Yesterday was an interesting day. We were both anxious and excited to go to the photo studio where we took Jess’s graduation photos late December last year. I had asked for another appointment to view the hundreds of pictures we didn’t select before so we could get more of you.
Jess, Sha and I were worried we would break down. We decided before we went in that we will try not to cry, and we won’t say anything about you. When we walked in, the photographer recognised Jess almost immediately. I thought the next question would be “where is your brother?”. But it didn’t come. We managed to go through the 100 over pictures with just the occasional tears. You must have been right next to us choosing the pictures where you looked absolutely dashing.
As we neared the end and confirmed which pictures we would buy, Sha said, “why can’t we ask them to just give us all? They’re just going to delete all of them anyway”. I initially laughed it off. Then Jess jokingly said, “the only way they would give them all to us free would be if we told them what happened”. In the next few minutes, we did a 180 degree turn, and decided to tell the lady why these pictures were so important to us. Sha was the bravest of us all, and said she will do it.

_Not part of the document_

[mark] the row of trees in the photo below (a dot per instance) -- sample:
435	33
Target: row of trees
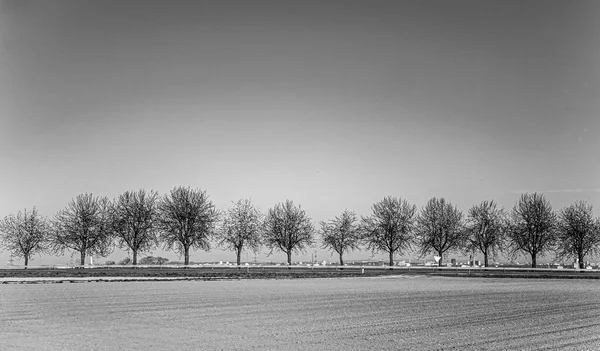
185	219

But as we were at the counter, I kind of thought, how can I let this little girl take the brunt of this. So I said to the lady, “how much would it cost for us to take all the pictures?”. She said she would need to do a calculation and let me know. And then I said it for the first time to a person I hardly knew. “My son has passed away, and these are the only pictures left of him”. Again, you must have been right next to me. I couldn’t have gotten the strength from anywhere else. The lady said she will check and get back to me.
Jess, Sha and I ran a few errands and then were queuing to make payment for a few things at one of the shops. While waiting, a whatsapp flashed on my phone from the studio. It was a beautiful message, with condolences, and offering to give us all the pictures free of charge. We were so happy. At exactly that moment, there was a little girl also queuing up to pay for her little stuffed toy- a baby hedgehog. We tried to look for another one to buy, but that was the last piece. So I jokingly told her parents she can have it.
A whole lot of signs, and strength for what would have been a really difficult day. You looked so handsome and even happy. Thank you for spending the afternoon with us.